Most of this article resonates with me as a 20+ year user of Atlassian products. I do see fragmentation, and this is a dangerous slope that killed off big complex and inflexable products like IBM/Rational Suite, and the HP products. 

However, I think you've misrepresneted the situation somewhat. Jira Business and Jira Software were unified last year, so are not separate products anymore. Advanced Roadmaps is built into Jira, so is not a separate product, but instead sits behind paywall.

Secondly, you don't need to use all the different Products such as Projects/Goals/Product Discovery. You can still setup your users with pure Jira and keep thing simple. I love the rename of issue to work becaise if you create a worktype of "project" or "issue" you don't end up with conversations like "do you mean a real issue, or a jira issue".

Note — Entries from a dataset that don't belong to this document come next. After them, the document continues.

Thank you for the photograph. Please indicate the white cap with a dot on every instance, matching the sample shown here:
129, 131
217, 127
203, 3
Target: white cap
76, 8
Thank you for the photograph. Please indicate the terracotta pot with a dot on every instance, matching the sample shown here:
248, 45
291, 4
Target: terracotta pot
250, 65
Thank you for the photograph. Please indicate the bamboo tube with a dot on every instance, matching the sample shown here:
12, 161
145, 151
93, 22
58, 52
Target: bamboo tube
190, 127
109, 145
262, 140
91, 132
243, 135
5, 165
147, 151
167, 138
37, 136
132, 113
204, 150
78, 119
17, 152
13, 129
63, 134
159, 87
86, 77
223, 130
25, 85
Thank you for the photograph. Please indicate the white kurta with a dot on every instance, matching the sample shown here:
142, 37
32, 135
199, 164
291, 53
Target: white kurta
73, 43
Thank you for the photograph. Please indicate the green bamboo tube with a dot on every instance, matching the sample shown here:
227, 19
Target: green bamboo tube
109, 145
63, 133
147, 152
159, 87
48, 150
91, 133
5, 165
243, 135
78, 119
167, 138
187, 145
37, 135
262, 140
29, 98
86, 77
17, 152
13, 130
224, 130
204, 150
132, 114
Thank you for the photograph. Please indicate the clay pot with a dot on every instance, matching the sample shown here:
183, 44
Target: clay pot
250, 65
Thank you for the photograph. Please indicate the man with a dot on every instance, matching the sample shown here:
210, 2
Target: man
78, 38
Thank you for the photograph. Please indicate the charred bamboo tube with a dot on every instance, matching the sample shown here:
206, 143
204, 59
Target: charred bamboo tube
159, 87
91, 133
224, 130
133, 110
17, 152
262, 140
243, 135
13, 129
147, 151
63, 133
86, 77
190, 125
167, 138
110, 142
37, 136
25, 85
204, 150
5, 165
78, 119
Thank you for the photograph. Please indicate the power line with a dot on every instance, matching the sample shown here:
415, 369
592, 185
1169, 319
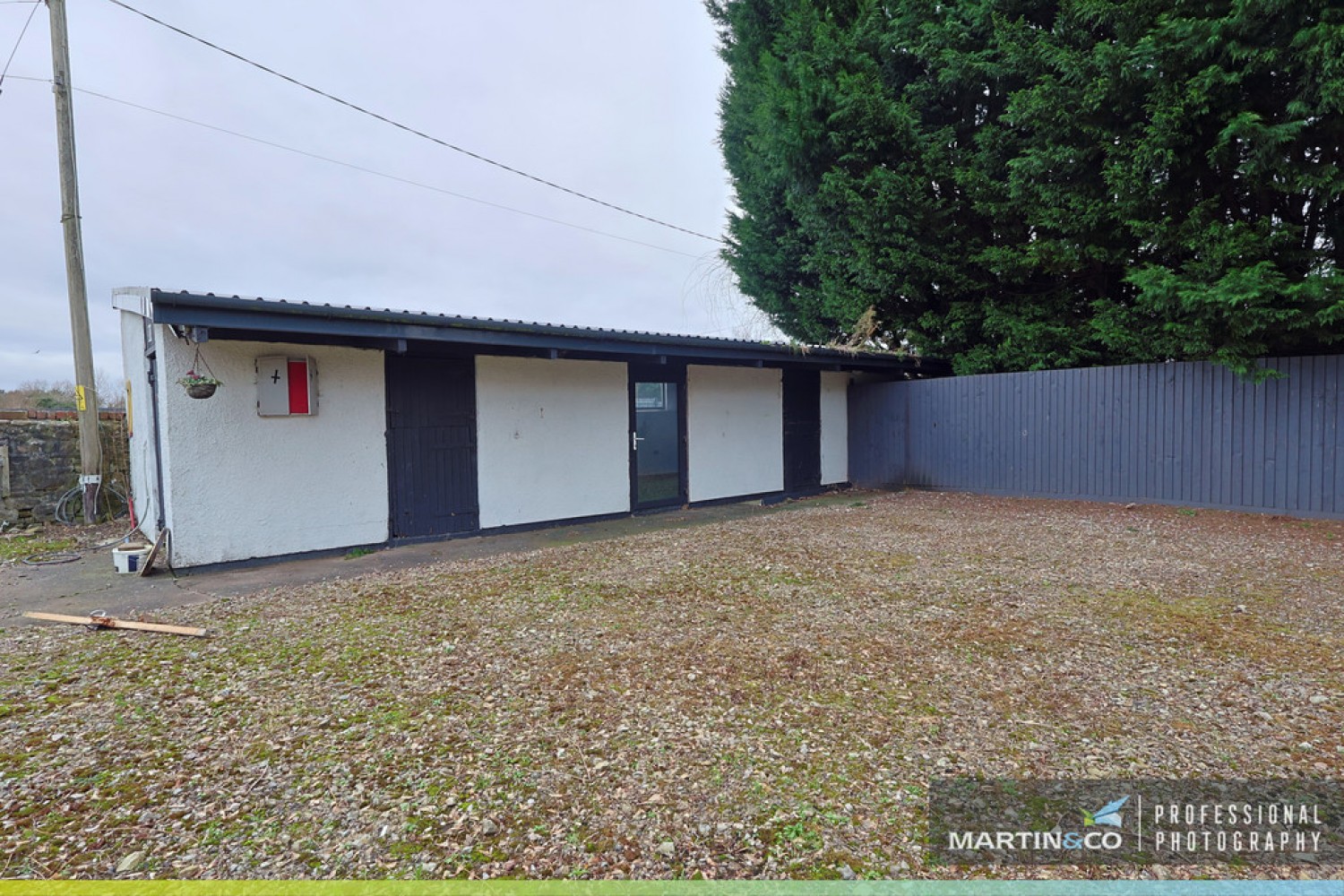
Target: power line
362, 168
26, 23
413, 131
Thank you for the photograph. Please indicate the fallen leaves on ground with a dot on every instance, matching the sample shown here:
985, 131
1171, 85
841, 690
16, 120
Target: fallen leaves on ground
762, 697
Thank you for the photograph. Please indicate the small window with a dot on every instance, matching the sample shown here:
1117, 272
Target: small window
287, 386
650, 397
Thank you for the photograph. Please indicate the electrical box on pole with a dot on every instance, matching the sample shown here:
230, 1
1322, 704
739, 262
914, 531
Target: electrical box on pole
86, 398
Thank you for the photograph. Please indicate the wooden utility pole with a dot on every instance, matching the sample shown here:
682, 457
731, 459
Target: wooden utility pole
86, 397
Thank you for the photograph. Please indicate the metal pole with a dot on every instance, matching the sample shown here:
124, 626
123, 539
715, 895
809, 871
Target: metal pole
86, 397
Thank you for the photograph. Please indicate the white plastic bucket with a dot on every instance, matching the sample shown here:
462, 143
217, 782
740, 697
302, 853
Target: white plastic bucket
129, 557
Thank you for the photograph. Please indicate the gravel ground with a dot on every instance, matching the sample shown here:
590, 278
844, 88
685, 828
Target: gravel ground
765, 697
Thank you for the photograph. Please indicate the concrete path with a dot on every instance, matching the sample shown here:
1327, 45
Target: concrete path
91, 584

Where you may want to use the new products is where their more targeted User Interfaces help. For example, Product Discovery has UI's that make it much easier to ingest, sort, and prioritise customer feedback.  Something that is much needed by Product Owners and BAs when operating at scale, but would clutter Jira if baked into Jira and made available to everyone for every workspace.  Ditto for all the Service Managment features.

I do miss the ability to have a single workspace/project for both support queues and software delivery processes for devops teams, but I have grown to like the separation as their vision has matured.  I expect we'll see similar improvements with less manual updates to Goals/Projects.